Ingresó a los 19 años como personal administrativo y hoy es subteniente, con 15 bomberos bajo su responsabilidad en la Estación Apolo.
Dejé la universidad para trabajar, busqué empleo de lo que estudiaba, pero me pedían el certificado y no me contrataban”, comentó Juan Antonio.
Fue entonces cuando su tío, un bombero que permaneció 40 años en la corporación, le habló de una oportunidad en el área administrativa.

“Cuando era niño, mi tío platicaba sus historias y nos mostraba sus fotos. Yo pensaba en algún día poder hacer lo mismo que él”, recordó con entusiasmo Juan Antonio.
Con los años, Bomberos dejó de ser solo un trabajo para él. Ahí encontró un espacio para desarrollarse profesional y personalmente, además de otras pasiones, como el futbol y las competencias bomberiles.
La corporación me ha dado muchos. He tenido sacrificios, experiencias buenas y no tan buenas, muchas satisfacciones, formé una familia, tengo dos hijos, me desarrollé profesional y personalmente”, compartió el bombero.
Entre sus mayores responsabilidades y satisfacciones está salvar vidas, sin dejar de cuidar la propia y la de sus compañeros.
También ha vivido servicios que lo marcaron. Uno de ellos ocurrió hace ocho años, cuando atendió un accidente vial sobre la carretera León-Aguascalientes.
“Había 11 muertos y varios heridos, era una peregrinación de 30 personas, algunas estaban prensadas. La escena era devastadora, era un lugar muy riesgoso donde quedó volcada la camioneta”, contó Juan Antonio.
Entre los bomberos, dice, hay una frase que resume la incertidumbre de cada jornada: “salimos de casa a trabajar, pero no sabemos si vamos a regresar o salir del turno”.
Su último turno después de 40 años
Mientras Juan Antonio representa a una generación que continúa en servicio, Juan José Ramírez Bernal acaba de cerrar una historia de cuatro décadas como bombero.
Después de 40 años de entregar parte de su vida al servicio de los demás, Juan José brindó su último servicio a la ciudadanía el jueves 20 de agosto, como integrante de la Corporación de Bomberos de León.
Es el último bombero veterano de la llamada vieja guardia que permanecía en la corporación.

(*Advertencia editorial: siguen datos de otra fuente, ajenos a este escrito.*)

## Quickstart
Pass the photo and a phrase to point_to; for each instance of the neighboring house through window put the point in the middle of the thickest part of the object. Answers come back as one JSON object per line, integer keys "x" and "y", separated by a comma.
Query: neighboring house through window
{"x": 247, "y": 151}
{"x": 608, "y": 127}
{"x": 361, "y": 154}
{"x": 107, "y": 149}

Ingresó el 6 de marzo de 1986 y durante cuatro décadas desempeñó distintos rangos: fue bombero operativo, subteniente, teniente y, durante sus últimos 17 años, capitán.


Su legado dentro de Bomberos continuará después de su retiro. Cuatro de sus hijos siguieron sus pasos y heredaron la vocación de servicio: dos son bomberos operativos y otros dos se desempeñan como tenientes.
Hoy, con sentimientos encontrados, deja atrás el uniforme y las jornadas de emergencia. Termina una etapa de 40 años y comienza otra junto a su familia, con la satisfacción de haber dedicado buena parte de su vida a proteger a los demás.